La Alianza Federalista ha planteado revisar el sistema de coordinación fiscal para atender tres problemas que se han visibilizado recientemente: uno de tipo estructural y otros dos de coyuntura.
En primer lugar, la crónica debilidad fiscal y presupuestal de los gobiernos subnacionales. Aproximadamente 6 por ciento de la recaudación nacional proviene de impuestos locales, muy por debajo del 24.3 por ciento que promedian los países de la OCDE (Arechederra y Urzúa, 2018). Ocho de cada diez pesos que gastan los estados proviene de la federación. Esto significa que simplemente no pueden subsistir sin las transferencias federales. Pero lo peor: en el promedio nacional, seis de cada diez pesos de participaciones federales están comprometidos como deuda.
En segundo lugar, la contracción económica y la presión de gasto generada por el Covid-19 han estresado seriamente las finanzas públicas federales y locales, tanto para el cierre presupuestal de 2020 como para fondear las políticas y programas en 2021. La epidemia literalmente obligó al cierre de la economía global y está aún lejos de ceder. No es previsible, por asomo, que se recupere en el corto plazo los niveles de recaudación y de gasto.
En tercer lugar, la progresiva concentración de recursos públicos por parte de la federación. En efecto, el Presidente, con sus mayorías legislativas, está empeñado en reducir el gasto federalizado para reasignar recursos a sus prioridades de gasto social y obras de infraestructura. Esta es la causa política, por ejemplo, de la confiscación de los 70 mil millones de pesos de los fideicomisos o el castigo a los recursos federales transferidos vía aportaciones, subsidios y convenios.
¿Revisar la coordinación fiscal implica la ruptura del pacto federal, como se ha sugerido desde el gobierno? Todo lo contrario. El país exige corregir una disfuncionalidad histórica: en 2007, a cambio de salvar el sistema pensionario del ISSSTE, cedimos al chantaje del Estado de méxico: la fórmula de distribución de participaciones premió indebidamente a un estado que tiene mucha población, pero que no tiene ningún incentivo para crecer económicamente, ni para recaudar más.

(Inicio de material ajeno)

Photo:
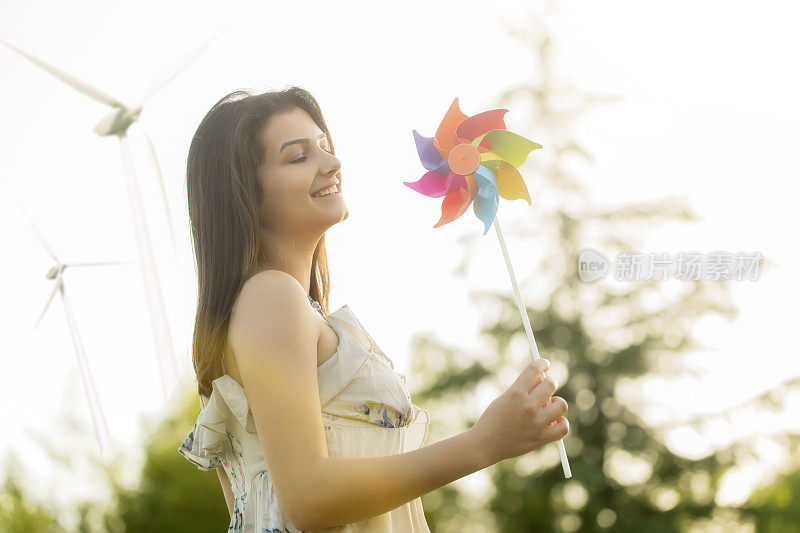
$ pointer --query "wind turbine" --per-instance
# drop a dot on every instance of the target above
(117, 123)
(56, 272)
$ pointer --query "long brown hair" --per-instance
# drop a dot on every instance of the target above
(224, 194)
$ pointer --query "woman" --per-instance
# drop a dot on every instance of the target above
(304, 418)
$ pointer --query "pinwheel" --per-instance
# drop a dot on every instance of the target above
(475, 160)
(472, 160)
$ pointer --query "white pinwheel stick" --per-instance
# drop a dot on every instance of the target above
(528, 330)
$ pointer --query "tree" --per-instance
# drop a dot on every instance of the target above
(624, 476)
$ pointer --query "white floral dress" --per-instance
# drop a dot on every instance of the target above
(366, 412)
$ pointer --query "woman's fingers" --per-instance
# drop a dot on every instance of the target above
(558, 429)
(544, 390)
(556, 408)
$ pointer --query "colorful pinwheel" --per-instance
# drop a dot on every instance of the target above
(476, 159)
(472, 159)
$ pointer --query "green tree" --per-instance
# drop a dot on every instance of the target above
(625, 479)
(172, 494)
(18, 513)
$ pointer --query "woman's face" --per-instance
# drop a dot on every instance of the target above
(298, 163)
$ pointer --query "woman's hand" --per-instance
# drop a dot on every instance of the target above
(523, 418)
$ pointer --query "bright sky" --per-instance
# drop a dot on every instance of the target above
(709, 113)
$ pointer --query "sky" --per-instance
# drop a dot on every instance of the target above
(707, 112)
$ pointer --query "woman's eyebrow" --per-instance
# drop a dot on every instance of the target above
(296, 141)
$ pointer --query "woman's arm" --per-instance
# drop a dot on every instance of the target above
(274, 339)
(226, 488)
(351, 489)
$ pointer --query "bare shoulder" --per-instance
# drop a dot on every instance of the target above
(269, 295)
(274, 337)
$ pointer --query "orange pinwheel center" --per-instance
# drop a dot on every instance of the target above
(464, 159)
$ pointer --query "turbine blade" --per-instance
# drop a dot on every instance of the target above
(95, 407)
(159, 321)
(50, 299)
(170, 73)
(164, 199)
(100, 264)
(69, 79)
(47, 248)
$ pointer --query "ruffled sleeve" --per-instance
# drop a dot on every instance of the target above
(207, 442)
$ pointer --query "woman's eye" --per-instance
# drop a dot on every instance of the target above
(303, 158)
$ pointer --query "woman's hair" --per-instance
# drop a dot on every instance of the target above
(224, 195)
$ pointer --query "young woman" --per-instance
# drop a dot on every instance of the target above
(304, 417)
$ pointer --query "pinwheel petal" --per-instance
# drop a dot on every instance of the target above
(445, 137)
(487, 184)
(454, 180)
(455, 204)
(479, 124)
(428, 154)
(486, 208)
(509, 181)
(472, 185)
(510, 146)
(432, 184)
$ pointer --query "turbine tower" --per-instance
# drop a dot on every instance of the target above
(117, 123)
(56, 272)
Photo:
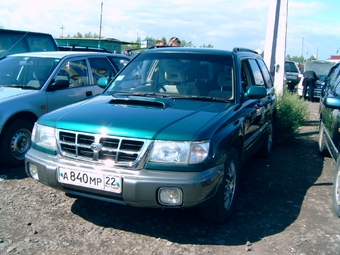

El presidente pide congruencia en los votos parlamentarios sobre la fórmula. Habrá que pedirle que no se desdiga de lo que peleó desde la oposición. Un botón: su sucesor en la jefatura de Gobierno de la Ciudad de México aportó razones, en una controversia constitucional de 2008, para justificar que el sistema de coordinación es injusto. Cuestionó la facultad del Congreso federal para legislar en materia de coordinación fiscal y, también, la congruencia interna de los mecanismos resarcitorios y redistributivos del precario arreglo federal de coincidencia fiscal (SCJN, dixit).
El sistema de coordinación fiscal es un acuerdo político. Ese acuerdo se ha roto. Ningún orden de gobierno está satisfecho. Quien alude a una ruptura al orden constitucional, simplemente busca a un pretexto para no hacer política, para no dialogar, para no encontrarse con los otros. Le estorba la complejidad competencial del Estado federal.
Nuestro modelo federal surge desde la ficción de la soberanía local. La trayectoria política del Presidente es la mejor prueba de ello: el federalismo incita a una competencia virtuosa entre detentadores de poder, desde el más chico hasta el que concentra todo, ya sea 2006 o 2020. Nadie puede llamar a falta: el hoy Presidente sería el más ferviente apoyador de la Alianza Federalista.
El modelo de coordinación lleva décadas agotado. El Presidente ya se acomodó. Le gusta el statu quo. Es el gran restaurador de la discrecionalidad. La Alianza es un aliento reformista, desde los códigos que el alcalde López Obrador sembró. Ojalá que no se le olvide de dónde viene.